Every <authority> here comes from a producer-controlled acdp:// reference, so each GET is an attacker-influenced outbound request. Cross-registry resolution MUST apply the SSRF protections of RFC-ACDP-0006 §7 — the same posture ACDP requires for producer did:web resolution (RFC-ACDP-0008 §4.8) and external data_refs[].location fetches (RFC-ACDP-0008 §4.9): HTTPS-only, DNS-level IP-range filtering on every resolved address, IP pinning, and same-authority redirect caps.

2.4 Discovery

Consumer ──GET /contexts/search?... ──▶ Registry
Consumer ◀── matches[], next_cursor ── Registry

Cursor pagination is opaque. Consumers loop until next_cursor is absent — not until the first empty page. Because visibility scoping and other per-requester filters are applied after a storage page is read, a registry MAY return an empty matches[] together with a non-empty next_cursor when a storage page held only hidden rows; the consumer follows the cursor to reach still-pending visible results (RFC-ACDP-0005 §2.3). Treating an empty page as the end of results would silently truncate the result set.

2.5 Supersession

Producer publishes v2 with supersedes = ctx_id_v1.
Registry verifies:
  - same agent_id
  - same lineage_id (computed from v1)
  - version = v1.version + 1
  - no other context already supersedes v1

v1's status becomes "superseded" on the next status query.
v1's body is unchanged.

3. The transport

ACDP v0.1.0 is JSON over HTTP, content type application/acdp+json. All endpoints accept and emit this type.

TransportUse
HTTPS / JSONNormative. All endpoints.

Binary transport bindings are out of scope for v0.1.0 and may be specified in a future version. Production deployments MUST use TLS (RFC-ACDP-0008 §4.6).

4. Where state lives

StateOwnerStorage
Producer signing keysEach producerHSM, key vault, OS keystore.
Producer DID documentEach producerPublic — did:web or other.
Registry DID documentEach registryPublic — did:web matching the authority.
BodiesOrigin registryPersistent. Immutable. Indefinite retention.
Registry-stateOrigin registryPersistent. Mutable in v0.1.0 only via supersession-driven status recomputation.
Producer DID document cacheConsumersTTL cache.
Capabilities document cacheConsumersTTL cache (1 hour suggested).
Body cacheConsumersIndefinite — bodies are immutable. Key by ctx_id, validate by content_hash.

5. The big invariant

A consumer's verification decision MUST be derivable from a single context body, the producer's public key (resolved from the producer's DID document), the JCS canonicalization algorithm, and the SHA-256 hash function.

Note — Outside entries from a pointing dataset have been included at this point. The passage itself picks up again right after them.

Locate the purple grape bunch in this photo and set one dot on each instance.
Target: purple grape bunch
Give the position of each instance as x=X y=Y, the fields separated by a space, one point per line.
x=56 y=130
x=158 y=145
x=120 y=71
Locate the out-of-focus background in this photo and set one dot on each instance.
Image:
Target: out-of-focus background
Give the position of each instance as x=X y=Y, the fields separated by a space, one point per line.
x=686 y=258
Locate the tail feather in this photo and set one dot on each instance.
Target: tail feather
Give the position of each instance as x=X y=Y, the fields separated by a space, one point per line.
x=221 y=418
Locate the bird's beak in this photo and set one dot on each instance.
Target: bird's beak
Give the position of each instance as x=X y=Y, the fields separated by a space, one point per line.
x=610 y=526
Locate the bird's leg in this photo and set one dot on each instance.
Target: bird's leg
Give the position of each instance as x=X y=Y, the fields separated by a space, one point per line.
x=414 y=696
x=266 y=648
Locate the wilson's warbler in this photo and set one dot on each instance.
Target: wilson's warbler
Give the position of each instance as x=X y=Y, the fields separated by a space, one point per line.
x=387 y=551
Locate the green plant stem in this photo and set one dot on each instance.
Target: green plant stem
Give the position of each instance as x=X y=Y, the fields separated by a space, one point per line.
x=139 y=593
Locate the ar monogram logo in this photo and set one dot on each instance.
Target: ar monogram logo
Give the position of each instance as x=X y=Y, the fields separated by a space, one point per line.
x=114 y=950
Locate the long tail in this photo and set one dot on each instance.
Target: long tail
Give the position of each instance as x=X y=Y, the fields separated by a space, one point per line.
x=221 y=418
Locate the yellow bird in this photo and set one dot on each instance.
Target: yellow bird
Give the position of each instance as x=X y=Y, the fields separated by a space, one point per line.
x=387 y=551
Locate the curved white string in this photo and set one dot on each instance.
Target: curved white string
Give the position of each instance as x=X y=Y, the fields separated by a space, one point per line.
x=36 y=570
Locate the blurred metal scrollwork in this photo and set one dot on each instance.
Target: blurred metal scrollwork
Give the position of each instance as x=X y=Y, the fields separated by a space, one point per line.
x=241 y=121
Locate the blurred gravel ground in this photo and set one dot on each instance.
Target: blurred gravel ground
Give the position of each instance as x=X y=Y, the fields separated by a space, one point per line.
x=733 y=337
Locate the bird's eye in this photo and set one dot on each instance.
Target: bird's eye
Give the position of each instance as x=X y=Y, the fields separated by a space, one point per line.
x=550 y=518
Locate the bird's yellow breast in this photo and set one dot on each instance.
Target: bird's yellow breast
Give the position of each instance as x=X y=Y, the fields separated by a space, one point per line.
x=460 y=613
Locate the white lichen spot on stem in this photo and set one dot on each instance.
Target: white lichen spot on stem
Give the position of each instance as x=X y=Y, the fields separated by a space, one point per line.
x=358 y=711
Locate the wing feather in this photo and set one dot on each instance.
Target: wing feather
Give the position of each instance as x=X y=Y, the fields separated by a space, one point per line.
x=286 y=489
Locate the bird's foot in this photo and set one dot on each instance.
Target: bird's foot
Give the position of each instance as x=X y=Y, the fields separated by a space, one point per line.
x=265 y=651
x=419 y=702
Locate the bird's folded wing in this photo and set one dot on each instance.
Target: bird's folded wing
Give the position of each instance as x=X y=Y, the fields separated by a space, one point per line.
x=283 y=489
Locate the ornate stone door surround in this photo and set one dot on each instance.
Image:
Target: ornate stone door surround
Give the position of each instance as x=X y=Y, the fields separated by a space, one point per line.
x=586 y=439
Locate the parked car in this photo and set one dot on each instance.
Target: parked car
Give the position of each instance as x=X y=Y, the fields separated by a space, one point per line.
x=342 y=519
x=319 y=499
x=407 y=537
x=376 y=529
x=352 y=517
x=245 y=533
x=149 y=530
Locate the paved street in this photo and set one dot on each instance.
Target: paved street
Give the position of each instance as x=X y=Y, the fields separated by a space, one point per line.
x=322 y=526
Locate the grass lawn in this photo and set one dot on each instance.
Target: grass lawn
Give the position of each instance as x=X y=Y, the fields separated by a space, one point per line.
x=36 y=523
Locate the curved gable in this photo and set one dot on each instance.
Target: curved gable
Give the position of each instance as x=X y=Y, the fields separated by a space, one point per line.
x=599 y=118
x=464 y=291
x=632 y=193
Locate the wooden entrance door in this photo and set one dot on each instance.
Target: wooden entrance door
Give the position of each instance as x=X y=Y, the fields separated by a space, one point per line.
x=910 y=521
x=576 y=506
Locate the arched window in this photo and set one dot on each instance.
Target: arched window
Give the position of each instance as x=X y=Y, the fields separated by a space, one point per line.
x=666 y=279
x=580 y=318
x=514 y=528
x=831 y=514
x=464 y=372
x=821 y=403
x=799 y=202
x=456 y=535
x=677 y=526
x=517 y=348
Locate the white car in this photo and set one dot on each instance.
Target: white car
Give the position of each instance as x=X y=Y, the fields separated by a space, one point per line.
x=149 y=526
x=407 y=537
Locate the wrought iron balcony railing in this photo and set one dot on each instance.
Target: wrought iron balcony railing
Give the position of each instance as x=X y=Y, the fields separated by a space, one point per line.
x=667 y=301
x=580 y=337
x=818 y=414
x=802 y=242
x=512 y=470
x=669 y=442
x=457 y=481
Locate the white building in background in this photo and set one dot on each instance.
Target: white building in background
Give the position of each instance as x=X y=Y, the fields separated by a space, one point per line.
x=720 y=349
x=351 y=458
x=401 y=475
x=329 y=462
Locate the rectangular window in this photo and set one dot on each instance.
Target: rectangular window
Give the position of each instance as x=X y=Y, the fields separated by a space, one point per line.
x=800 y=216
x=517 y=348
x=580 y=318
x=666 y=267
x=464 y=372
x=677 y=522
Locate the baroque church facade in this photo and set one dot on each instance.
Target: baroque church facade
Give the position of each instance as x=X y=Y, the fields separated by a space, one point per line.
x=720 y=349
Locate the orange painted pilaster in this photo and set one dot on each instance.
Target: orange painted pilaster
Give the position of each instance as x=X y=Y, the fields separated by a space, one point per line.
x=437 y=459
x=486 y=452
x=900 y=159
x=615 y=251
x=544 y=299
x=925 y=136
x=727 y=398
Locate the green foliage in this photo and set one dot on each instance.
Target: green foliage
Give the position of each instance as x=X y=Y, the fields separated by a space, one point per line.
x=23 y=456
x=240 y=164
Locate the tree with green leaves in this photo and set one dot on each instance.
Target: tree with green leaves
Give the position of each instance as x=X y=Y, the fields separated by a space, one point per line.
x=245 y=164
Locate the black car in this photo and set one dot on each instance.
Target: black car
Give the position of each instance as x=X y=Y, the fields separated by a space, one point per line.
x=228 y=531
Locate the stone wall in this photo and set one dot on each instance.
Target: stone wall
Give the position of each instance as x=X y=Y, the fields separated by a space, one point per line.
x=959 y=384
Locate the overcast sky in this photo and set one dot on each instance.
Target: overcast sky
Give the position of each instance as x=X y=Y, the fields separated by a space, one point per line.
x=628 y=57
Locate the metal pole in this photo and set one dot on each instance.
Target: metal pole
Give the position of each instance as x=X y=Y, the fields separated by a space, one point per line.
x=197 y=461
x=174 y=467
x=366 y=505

If a consumer needs anything else to verify a context, the system is doing too much. ACDP exists to keep that invariant true.

6. What ACDP does not do

  • It does not authenticate the transport. Run ACDP over TLS.
  • It does not define audit logging beyond "log signature failures with enough context".
  • It does not define a policy language for metadata shape — bind it via schema_uri.
  • It does not define how data referenced by data_refs.location is accessed — defer to the underlying data store.
  • It does not enforce visibility on the underlying data; visibility scopes the metadata, not the data.
  • It does not specify how a producer's first context publication is authorized — that is operations (DID provisioning, registry account onboarding).

7. Reading order for implementers

  1. RFC-ACDP-0001 Core — identifiers, JCS, hash, signature.
  2. RFC-ACDP-0002 Context Body — body fields and constraints.
  3. RFC-ACDP-0003 Publish — POST flow and supersession.
  4. RFC-ACDP-0004 Retrieval — GET, lineage, derived status.
  5. RFC-ACDP-0005 Discovery — keyword search.
  6. RFC-ACDP-0006 Cross-Registryacdp:// resolution.
  7. RFC-ACDP-0007 Capabilities — well-known doc + errors.
  8. RFC-ACDP-0008 Security — what you must enforce.